In my last Freexian LTS report, I mentioned briefly that it would be nice to have a logo for the LTS project. Shortly after I got a first logo prepared by Damien Escoffier and a few more followed: they are available on a wiki page (and the logo you see above is from him!). Following a suggestion of Paul Wise, I registered the logo request on another wiki page dedicated to artwork requests. That kind of collaboration is awesome! Thanks to all the artists involved in Debian.
Debian packaging
Django. This month has seen no less than 3 upstream point releases packaged for Debian (1.7.5, 1.7.6 and 1.7.7) and they have been accepted by the release team into Jessie. I’m pleased with this tolerance as I have argued the case for it multiple times in the past given the sane upstream release policy (bugfix only in a given released branch).
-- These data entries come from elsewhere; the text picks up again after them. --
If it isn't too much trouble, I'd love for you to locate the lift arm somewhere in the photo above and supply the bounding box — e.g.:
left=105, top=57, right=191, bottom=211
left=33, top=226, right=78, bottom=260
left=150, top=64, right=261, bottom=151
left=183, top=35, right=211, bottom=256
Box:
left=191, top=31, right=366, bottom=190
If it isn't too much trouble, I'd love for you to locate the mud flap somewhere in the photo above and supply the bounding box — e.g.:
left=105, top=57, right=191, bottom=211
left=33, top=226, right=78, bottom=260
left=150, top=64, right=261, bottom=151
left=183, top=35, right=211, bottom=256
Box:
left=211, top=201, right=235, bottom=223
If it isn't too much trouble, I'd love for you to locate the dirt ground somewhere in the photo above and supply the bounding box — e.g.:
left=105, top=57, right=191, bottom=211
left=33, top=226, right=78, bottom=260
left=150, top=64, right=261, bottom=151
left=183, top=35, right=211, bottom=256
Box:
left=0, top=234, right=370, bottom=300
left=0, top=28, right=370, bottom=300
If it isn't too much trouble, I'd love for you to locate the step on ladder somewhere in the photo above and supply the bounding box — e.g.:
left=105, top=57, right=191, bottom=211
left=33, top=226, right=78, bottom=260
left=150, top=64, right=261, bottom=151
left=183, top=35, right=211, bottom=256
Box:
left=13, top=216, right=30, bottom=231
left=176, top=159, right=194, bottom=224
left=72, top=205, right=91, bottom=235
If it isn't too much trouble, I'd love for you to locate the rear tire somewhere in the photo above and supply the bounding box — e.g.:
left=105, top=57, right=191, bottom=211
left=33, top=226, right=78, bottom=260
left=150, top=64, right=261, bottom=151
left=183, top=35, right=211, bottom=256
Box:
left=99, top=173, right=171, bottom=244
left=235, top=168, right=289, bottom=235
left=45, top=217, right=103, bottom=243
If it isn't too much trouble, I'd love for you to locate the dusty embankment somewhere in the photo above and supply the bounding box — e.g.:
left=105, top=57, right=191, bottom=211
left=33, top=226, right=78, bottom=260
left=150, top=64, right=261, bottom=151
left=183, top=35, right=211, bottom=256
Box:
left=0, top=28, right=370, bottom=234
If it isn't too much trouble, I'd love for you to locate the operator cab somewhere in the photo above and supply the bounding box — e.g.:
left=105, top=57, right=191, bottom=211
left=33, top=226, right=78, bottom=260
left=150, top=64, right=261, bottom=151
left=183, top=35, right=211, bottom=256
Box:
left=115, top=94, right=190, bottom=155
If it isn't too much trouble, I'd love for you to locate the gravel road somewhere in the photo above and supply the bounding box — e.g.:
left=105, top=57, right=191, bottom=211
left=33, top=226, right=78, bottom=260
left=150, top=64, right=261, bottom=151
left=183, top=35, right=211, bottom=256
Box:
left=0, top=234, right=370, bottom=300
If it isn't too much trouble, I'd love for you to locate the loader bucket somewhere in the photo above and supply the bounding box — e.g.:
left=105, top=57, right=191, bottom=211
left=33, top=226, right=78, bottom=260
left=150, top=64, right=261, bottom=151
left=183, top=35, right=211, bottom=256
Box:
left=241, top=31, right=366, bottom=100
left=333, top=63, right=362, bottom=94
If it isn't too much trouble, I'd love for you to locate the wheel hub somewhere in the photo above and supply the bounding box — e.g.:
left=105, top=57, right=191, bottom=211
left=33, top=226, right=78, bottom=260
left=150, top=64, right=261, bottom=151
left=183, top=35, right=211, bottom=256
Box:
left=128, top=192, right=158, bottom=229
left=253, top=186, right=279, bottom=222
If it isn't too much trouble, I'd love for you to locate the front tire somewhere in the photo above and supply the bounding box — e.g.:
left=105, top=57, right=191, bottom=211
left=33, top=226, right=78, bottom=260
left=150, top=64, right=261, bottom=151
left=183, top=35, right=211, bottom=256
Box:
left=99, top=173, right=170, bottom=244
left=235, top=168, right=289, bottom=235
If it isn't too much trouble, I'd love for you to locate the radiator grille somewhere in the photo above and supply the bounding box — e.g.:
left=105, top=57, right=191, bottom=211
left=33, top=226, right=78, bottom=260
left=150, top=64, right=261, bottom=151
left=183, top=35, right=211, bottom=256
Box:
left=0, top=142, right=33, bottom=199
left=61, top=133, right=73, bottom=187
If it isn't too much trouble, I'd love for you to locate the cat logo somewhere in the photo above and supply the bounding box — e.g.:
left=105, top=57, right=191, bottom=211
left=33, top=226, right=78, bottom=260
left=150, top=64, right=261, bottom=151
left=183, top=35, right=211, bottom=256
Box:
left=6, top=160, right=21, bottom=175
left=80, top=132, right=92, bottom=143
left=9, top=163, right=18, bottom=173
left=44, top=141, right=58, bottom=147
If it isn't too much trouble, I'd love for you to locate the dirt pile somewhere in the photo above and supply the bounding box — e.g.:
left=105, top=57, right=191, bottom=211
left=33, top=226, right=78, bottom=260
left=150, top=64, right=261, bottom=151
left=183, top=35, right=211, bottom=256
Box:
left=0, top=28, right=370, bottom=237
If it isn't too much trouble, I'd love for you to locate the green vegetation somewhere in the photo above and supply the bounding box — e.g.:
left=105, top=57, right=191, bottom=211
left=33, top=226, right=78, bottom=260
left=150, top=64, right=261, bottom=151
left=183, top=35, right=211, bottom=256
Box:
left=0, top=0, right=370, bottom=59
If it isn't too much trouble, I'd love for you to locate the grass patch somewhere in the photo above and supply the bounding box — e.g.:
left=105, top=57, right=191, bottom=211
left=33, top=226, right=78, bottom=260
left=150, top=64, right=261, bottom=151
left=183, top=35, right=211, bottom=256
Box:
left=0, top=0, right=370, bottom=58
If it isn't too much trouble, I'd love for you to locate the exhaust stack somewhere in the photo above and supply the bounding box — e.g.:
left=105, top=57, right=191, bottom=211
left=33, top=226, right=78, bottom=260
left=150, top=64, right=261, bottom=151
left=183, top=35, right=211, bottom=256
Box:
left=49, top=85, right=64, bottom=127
Python code analysis. I discovered a few months ago a tool combining the power of multiple Python code analysis tools: it’s prospector. I just filed a “Request for Package” for it (see #781165) and someone already volunteered to package it, yay \o/
update-rc.d and systemd. While working on a Kali version based on Jessie, I got hit by what boils down to a poor interaction between systemd and update-rc.d (see #746580) and after some exchanges with other affected users I raised the severity to serious as we really ought to do something about it before release. I also opened #781155 on openbsd-inetd as its usage of inetd.service instead of openbsd-inetd.service (which is only provided as a symlink to the former) leads to multiple small issues.
Misc
Debian France. The general assembly is over and the new board elected its new president: it’s now official, I’m no longer Debian France’s president. Good luck to Nicolas Dandrimont who took on this responsibility.
Salt’s openssh formula. I improved salt’s openssh formula to make it possible to manage the /etc/ssh/ssh_known_hosts
file referencing the public SSH keys of other managed minions.
Tendenci.com. I was looking for a free software solution to handle membership management of a large NPO and I discovered Tendenci. It looked very interesting feature wise and written with a language/framework that I enjoy (Python/Django). But while it’s free software, there’s no community at all. The company that wrote it released it under a free software license and it really looks like that they did intend to build a community but they failed at it. When I looked their “development forums” were web-based and mostly empty with only initial discussion of the current developers and no reply from anybody… there’s also no mention of an IRC channel or a mailing list. I sent them a mail to see what kind of collaboration we could expect if we opted for their software and got no reply. A pity, really.
What free software membership management solution would you use when you have more than 10000 members to handle and when you want to use the underlying database to offer SSO authentication to multiple external services?
Thanks
See you next month for a new summary of my activities.